You can think of the vector field as the _definition_ of a differential
equation, i.e. it gives the rate of change of each coordinate at each point.
The solution of the differential equation, given a start point, is then some
curve, which is locally tangent to the vector field at every point.

I think one is usually more interested in the solution curves than in the
vector field itself, particularly in 3d. As the vector field itself would
render as a cloud of little isolated lines which don't reveal much structure,
whereas the solution curves show a lot of structure (for sufficiently dense
lines, forming 3d structures like ribbons, sheets, helices, etc.).

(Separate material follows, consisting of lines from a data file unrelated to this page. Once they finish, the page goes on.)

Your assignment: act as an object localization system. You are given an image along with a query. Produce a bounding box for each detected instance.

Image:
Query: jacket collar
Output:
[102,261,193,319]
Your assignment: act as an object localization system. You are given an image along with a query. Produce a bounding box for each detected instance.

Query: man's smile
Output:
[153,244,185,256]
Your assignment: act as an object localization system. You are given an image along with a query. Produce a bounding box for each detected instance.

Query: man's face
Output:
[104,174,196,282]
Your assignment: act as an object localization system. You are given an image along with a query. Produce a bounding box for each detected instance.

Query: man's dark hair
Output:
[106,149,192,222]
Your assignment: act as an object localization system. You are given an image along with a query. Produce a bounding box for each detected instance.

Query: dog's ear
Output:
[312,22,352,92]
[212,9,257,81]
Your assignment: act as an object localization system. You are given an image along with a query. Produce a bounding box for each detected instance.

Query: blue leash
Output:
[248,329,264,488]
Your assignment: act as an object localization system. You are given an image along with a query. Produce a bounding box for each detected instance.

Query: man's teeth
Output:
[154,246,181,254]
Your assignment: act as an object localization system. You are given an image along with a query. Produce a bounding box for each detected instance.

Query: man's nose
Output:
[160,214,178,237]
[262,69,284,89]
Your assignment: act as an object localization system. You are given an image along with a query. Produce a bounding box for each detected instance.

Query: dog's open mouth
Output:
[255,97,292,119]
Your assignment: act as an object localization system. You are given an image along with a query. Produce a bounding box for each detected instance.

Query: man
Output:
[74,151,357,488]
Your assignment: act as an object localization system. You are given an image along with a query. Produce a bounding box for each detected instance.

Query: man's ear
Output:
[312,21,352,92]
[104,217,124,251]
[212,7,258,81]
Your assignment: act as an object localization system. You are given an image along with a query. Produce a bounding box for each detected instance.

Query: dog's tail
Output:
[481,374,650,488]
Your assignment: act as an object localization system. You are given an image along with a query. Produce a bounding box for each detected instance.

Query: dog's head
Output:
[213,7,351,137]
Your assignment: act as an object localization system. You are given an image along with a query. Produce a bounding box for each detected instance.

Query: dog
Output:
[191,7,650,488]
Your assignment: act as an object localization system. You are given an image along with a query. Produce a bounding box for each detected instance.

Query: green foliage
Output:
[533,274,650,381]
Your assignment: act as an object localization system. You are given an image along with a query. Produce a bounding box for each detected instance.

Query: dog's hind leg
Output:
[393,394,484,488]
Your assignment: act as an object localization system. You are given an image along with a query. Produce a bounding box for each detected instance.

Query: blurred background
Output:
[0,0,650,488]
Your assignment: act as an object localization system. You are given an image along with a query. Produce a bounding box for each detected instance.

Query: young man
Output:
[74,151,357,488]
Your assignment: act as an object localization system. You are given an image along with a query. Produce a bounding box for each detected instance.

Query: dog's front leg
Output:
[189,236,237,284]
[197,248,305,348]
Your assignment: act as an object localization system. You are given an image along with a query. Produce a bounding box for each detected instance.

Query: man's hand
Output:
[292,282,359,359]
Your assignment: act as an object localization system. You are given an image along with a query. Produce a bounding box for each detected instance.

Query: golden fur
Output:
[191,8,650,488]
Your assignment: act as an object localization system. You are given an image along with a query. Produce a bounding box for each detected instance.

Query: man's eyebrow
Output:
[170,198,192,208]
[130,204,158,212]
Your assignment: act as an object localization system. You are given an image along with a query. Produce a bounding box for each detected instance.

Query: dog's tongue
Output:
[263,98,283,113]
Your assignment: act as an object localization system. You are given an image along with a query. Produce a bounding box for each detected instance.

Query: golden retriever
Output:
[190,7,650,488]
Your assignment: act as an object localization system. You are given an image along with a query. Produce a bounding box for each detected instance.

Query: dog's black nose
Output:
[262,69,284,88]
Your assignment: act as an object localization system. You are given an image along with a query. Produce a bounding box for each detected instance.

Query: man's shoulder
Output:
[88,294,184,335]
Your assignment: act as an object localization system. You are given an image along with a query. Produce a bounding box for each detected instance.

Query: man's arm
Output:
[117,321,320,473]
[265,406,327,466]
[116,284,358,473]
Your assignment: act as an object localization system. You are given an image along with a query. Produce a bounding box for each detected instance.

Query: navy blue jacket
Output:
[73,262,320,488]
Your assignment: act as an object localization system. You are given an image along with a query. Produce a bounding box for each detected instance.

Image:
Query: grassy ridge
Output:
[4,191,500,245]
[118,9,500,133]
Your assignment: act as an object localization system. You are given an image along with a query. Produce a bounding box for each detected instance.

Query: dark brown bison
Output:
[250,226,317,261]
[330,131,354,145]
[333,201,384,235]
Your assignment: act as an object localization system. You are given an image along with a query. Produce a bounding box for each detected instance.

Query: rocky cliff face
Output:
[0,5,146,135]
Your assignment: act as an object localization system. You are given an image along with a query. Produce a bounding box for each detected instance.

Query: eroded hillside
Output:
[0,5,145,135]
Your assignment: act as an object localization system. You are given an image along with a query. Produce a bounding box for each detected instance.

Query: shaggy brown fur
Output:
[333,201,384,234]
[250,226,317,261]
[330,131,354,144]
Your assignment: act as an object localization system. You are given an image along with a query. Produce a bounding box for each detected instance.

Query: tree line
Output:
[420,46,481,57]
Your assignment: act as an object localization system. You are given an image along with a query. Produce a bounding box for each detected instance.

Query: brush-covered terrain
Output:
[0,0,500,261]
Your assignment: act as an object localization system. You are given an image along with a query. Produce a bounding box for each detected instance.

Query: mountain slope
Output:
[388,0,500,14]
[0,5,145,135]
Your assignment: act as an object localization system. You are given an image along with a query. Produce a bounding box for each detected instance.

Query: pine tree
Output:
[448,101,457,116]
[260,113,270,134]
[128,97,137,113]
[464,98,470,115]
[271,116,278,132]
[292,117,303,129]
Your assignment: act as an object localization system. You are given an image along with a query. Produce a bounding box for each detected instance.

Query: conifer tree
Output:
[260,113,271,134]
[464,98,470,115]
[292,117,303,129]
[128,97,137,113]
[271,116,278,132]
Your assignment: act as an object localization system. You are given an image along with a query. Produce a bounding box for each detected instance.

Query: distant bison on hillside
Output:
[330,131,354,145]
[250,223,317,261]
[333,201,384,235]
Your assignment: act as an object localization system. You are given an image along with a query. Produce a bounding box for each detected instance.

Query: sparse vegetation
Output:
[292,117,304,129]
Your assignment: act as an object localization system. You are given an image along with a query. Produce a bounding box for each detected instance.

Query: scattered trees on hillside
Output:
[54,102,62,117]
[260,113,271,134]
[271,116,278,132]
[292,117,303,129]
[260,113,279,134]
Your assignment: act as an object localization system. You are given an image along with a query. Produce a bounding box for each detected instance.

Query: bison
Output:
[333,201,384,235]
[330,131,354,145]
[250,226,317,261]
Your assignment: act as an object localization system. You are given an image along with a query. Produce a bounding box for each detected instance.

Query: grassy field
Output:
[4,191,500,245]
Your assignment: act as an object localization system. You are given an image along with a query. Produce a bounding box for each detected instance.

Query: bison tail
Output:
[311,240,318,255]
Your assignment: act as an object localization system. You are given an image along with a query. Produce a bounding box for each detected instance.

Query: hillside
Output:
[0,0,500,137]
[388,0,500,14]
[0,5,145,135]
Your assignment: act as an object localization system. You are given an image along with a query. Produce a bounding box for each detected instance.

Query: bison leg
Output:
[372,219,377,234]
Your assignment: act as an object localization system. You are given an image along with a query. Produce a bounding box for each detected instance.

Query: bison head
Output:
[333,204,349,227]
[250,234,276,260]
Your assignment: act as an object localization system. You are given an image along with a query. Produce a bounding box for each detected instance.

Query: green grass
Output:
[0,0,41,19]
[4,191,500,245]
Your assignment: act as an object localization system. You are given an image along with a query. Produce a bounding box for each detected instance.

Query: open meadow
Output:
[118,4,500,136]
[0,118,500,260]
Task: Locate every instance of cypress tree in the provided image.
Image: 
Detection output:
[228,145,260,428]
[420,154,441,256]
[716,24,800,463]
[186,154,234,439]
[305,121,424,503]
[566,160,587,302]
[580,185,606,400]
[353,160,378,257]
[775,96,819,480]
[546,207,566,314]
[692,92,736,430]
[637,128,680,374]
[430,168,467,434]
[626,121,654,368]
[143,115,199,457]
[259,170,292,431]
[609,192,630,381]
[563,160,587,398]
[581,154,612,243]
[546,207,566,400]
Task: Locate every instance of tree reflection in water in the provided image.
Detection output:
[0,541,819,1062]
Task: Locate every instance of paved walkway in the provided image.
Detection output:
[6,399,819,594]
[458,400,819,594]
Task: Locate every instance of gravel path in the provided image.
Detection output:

In 2d, one can get away with rendering little arrows and still produce a
decent looking visualization, e.g.
[https://github.com/anvaka/fieldplay](https://github.com/anvaka/fieldplay)
(which I would agree, is a genuine "vector field renderer").

------
Sjeiti
Looks cool but could use some speed optimisations, it really slows down
browser responsiveness. For instance, all points in the attractor seem to be
recalculated when rotating.

It could use better controls for changing the attractor constants. Changing
those constants can really give you a good feeling of what chaos and strange
attractors really are.

Some of the controls also feel a bit hard to handle, you might want to look
into doing custom controls or looking at UX a bit more.

What could also be nice is an option to eliminate the first few thousand
iterations (yellow box and red start) to only show the stable orbits.

Are you using web workers for this? I did a similar web thing years back which
could output millions of iterations into animations like this
[https://assets0.ello.co/uploads/asset/attachment/3485091/ell...](https://assets0.ello.co/uploads/asset/attachment/3485091/ello-
optimized-2f17a1e9.gif) so I'll be sure to sift through your code to look how
you tackled it.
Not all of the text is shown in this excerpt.